Panwaslu berharap kepada semua kalangan, terutama yang konsisten dengan Pemilu, agar bersama-sama memberantas adanya praktek mahar politik. Karena, pihaknya akan terus berkomitmen untuk memberantas mahar politik.
“Panwaslu berharap peran semua kalangan untuk memberantas praktek mahar politik dengan tujuan, memiliki pemimpin yang benar-benar bebas KKN,” tandasnya.
Tak hanya itu, sanksi dalam ‘bermain mahar politik’ tidak hanya di Pidana. Bahkan jika terbukti, parpol berserta calon akan di diskualifikasi. “Ini sangat dilarang dan bertentangan dengan UU. Terbukti, periode sekarang dibatalkan dan periode berikutnya dilarang untuk mencalonkan,” ucapnya.
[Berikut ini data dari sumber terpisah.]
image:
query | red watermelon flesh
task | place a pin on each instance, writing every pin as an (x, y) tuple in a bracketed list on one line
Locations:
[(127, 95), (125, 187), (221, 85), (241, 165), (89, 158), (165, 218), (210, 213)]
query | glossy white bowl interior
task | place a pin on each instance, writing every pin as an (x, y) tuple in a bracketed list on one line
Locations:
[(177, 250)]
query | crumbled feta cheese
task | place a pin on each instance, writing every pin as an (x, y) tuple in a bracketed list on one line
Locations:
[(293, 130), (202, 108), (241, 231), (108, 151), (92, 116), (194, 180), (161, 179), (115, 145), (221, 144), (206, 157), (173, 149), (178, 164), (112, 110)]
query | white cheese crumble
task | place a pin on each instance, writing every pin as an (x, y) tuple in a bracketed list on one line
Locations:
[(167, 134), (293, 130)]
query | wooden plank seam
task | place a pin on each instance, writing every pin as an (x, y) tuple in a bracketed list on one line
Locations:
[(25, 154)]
Sesuai UU nomor 8 /2015 pasal 47 berbunyi, parpol atau gabungan parpol dilarang menerima imbalan dalam bentuk apapun pada proses pencalonan. Jika terbukti pada proses pencalonan ada imbalan dalam bentuk apa pun, maka calon tersebut dibatalkan.
“Selain dibatalkan, yang terlibat juga akan dikenakan denda 10 kali lipat dari nilai imbalan yang diterima,” jelasnya. (bal)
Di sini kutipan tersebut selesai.